Читать «Феномен 1825 года» онлайн - страница 217

Леонид Михайлович Ляшенко

В своей последовательной ненависти к победившим в России большевикам Мережковский раз за разом «ставил» на боровшихся с ними сторонников традиционного режима и иноземных диктаторов: Колчака, Деникина, Врангеля, Пилсудского, Муссолини, Гитлера. Когда фашисты напали на Советский Союз, 76-летний писатель выступил по радио и сравнил Гитлера с… Жанной д'Арк (бедная Орлеанская дева!). Пророк в Медине, призывающий единоверцев огнем и мечом бороться с неверными, окончательно победил в нем пророка в Мекке, погруженного в спасительное общение с Богом. Эмиграция в массе своей отвернулась от писателя, да и сам факт поддержки Мережковским Гитлера выглядит, на первый взгляд, довольно странно. «Положа руку на сердце, – вспоминала Ирина Одоевцева, – утверждаю, что Мережковский до своего последнего дня оставался лютым врагом Гитлера, ненавидя и презирая его по-прежнему… Кстати, меня удивляет его невероятное презрение к Гитлеру: он считал его гнусным, невежественным ничтожеством, полупомешанным к тому же. А ведь сам он всю жизнь твердил об Антихристе, и когда этот Антихрист, каким можно считать Гитлера, появился перед ним, – Мережковский не разглядел, проглядел его». Что ж тут удивительного или неожиданного?
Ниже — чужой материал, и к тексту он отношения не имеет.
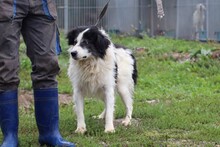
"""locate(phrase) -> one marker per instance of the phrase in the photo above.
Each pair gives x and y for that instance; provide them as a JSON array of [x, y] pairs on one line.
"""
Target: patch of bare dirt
[[26, 99]]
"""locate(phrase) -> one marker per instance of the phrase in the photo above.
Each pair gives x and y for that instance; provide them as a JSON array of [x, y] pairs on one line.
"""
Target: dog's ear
[[102, 44], [73, 34]]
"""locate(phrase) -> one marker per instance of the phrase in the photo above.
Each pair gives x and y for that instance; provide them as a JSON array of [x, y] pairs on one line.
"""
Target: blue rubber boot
[[47, 117], [9, 118]]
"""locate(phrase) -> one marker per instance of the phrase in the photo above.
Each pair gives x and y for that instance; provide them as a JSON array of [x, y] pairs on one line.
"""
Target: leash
[[102, 13]]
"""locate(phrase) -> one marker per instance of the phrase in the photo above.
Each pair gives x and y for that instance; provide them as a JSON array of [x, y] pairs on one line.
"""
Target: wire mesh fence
[[132, 16]]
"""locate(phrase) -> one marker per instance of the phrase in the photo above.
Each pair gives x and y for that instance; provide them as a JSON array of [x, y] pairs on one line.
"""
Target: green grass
[[187, 93]]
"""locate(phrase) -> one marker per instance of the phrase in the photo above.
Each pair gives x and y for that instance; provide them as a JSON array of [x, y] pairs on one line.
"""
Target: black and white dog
[[96, 68]]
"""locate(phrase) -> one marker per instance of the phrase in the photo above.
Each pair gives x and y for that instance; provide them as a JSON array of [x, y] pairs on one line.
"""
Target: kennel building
[[131, 16]]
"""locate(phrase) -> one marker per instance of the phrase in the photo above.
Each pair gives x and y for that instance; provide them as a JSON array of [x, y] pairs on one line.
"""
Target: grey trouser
[[36, 21]]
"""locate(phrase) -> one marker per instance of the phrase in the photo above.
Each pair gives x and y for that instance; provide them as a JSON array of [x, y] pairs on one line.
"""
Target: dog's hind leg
[[126, 94], [109, 110], [79, 108]]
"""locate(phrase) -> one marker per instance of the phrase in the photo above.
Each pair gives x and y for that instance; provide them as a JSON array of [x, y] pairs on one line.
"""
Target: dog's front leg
[[79, 108], [109, 107]]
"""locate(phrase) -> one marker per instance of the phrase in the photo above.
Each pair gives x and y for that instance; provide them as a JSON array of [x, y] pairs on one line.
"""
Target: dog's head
[[200, 7], [87, 42]]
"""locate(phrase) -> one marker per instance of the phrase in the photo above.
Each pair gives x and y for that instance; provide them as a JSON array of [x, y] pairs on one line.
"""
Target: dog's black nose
[[74, 54]]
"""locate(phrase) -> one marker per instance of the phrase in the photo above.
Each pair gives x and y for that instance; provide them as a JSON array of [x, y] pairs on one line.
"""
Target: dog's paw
[[126, 122], [110, 130], [80, 130]]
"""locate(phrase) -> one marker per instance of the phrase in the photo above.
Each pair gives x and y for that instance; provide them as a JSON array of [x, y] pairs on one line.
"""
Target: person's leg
[[39, 32], [10, 25]]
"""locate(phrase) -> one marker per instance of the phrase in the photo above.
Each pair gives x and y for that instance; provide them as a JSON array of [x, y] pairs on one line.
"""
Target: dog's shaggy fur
[[98, 67]]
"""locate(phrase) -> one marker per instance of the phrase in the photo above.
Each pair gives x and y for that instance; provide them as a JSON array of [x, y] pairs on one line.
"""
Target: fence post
[[66, 16]]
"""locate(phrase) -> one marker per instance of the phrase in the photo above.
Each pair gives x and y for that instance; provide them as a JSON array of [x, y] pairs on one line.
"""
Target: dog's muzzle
[[74, 54]]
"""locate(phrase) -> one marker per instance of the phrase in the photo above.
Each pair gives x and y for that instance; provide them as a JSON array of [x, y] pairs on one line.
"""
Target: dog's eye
[[85, 42], [74, 43]]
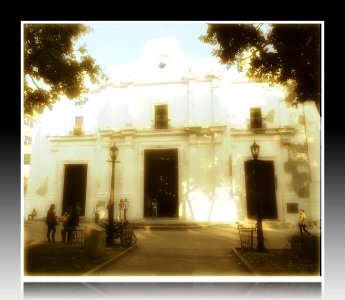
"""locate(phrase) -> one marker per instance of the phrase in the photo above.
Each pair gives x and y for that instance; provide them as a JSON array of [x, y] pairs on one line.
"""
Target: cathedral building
[[184, 129]]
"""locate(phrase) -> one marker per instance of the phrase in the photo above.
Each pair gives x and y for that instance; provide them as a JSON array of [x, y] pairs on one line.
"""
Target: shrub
[[306, 246]]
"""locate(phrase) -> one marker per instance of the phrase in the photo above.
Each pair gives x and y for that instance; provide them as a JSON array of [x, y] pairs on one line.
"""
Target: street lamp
[[255, 149], [114, 151]]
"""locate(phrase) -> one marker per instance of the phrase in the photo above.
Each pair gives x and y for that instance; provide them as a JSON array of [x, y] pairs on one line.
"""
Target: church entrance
[[263, 187], [74, 189], [161, 182]]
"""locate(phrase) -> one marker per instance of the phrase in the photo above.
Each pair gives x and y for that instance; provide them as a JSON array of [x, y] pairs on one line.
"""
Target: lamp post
[[255, 149], [110, 231]]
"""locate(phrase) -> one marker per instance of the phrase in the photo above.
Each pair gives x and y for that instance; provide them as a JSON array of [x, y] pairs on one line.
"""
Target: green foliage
[[284, 54], [52, 67], [306, 246]]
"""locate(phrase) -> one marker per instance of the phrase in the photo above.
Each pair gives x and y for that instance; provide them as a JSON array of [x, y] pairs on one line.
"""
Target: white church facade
[[183, 129]]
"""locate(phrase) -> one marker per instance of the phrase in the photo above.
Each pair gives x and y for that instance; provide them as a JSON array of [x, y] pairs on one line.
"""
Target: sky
[[118, 43]]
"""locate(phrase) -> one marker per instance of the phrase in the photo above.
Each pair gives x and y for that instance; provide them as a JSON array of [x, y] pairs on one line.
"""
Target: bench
[[77, 236]]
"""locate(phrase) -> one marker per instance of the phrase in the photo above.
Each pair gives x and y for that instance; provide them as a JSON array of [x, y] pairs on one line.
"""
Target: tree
[[52, 65], [288, 54]]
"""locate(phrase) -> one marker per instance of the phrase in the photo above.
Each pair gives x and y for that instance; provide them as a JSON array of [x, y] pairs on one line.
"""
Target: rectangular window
[[161, 116], [78, 126], [255, 118], [27, 140]]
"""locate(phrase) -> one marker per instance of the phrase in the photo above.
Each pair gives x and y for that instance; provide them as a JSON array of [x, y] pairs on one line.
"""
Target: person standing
[[154, 208], [120, 209], [51, 221], [125, 208], [302, 222], [77, 212]]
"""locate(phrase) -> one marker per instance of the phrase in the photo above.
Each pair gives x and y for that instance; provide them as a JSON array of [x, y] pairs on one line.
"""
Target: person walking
[[154, 208], [302, 222], [51, 221]]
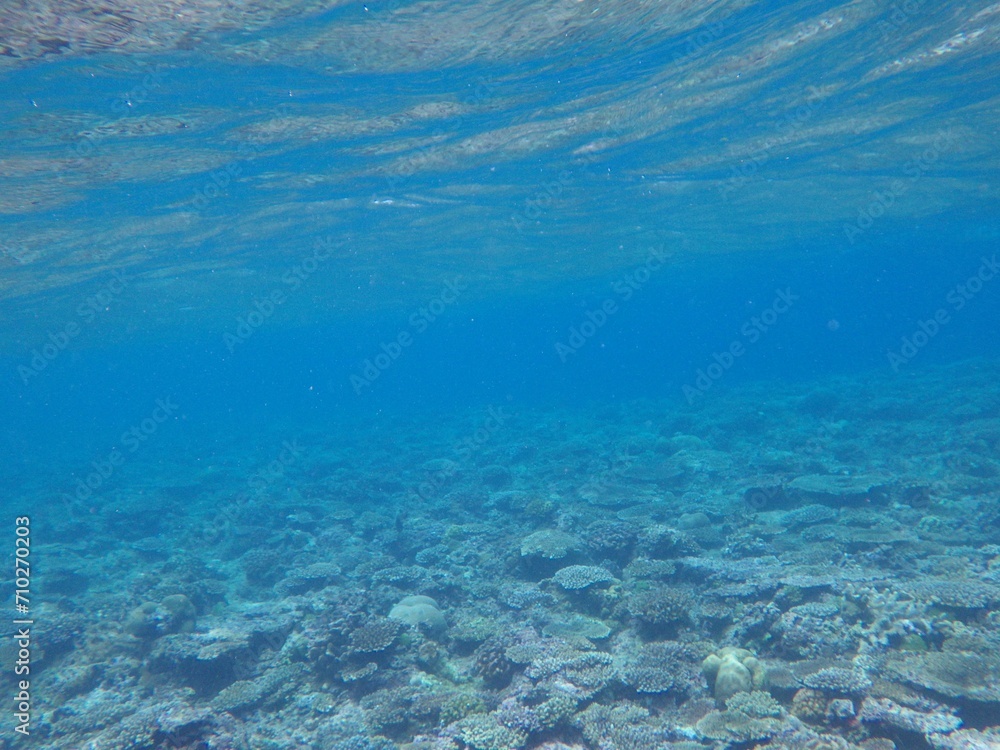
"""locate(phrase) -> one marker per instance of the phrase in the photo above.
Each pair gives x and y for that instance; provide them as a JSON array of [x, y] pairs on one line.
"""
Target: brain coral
[[577, 577], [419, 611], [733, 670]]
Для утопистов, как людей тоталитарно мыслящих, характерен мертвящий порядок, все разложено по полочкам и аккуратно пронумеровано: враг номер один, враг номер два и т. д. А вот друзей и единомышленников у них совсем немного. Так ведь и нужны им не они, а нерассуждающие последователи…

Писатель, как и декабристы, был убежден, что слово – это сила. Но, в отличие от них, он верил, что слово способно изменить не только отношение самого человека к миру, но даже материальный порядок, само физическое бытие. Россия не взбурлила после знакомства с романами, стихами и эссе Мережковского, общественное мнение не всколыхнулось. Что особенно обидно, рецепты, предложенные пророком «Третьего Завета», даже не обсуждались. Вернее, они не обсуждались в позитивном практическом плане. А вот критики их хватало с избытком. «Ложное истинно, – писал, например, И. А. Ильин. – А истинное ложно. Это – диалектика?… Верить можно только в то, чего нет, но что осуществится в будущем… Искусство это? Но тогда это искусство, попирающее все законы художественного. Религия это? Нет – это, скорее, безверие и безбожие».

Выше мы говорили о сомнениях Дмитрия Сергеевича. Однако слово «сомнения» вряд ли точно соответствует его ощущениям и отражает его позицию. Речь надо вести о глубочайшем пессимизме, захлестнувшем писателя после российских событий начала XX в. И пусть в последних строках романа «14 декабря» звучат слова веры: «Не погибнет Россия, – спасет Христос и еще Кто-то… Россию спасет Мать (Богоматерь. – Л. Л.)», – верится в них слабо, поскольку не ощущается внутренней убежденности написавшего их. Тем более что чуть раньше один из главных персонажей книги ставит убийственно мрачный диагноз: «…подлая страна, подлый народ… А может быть, и гибнуть нечему: никакой России нет и не было».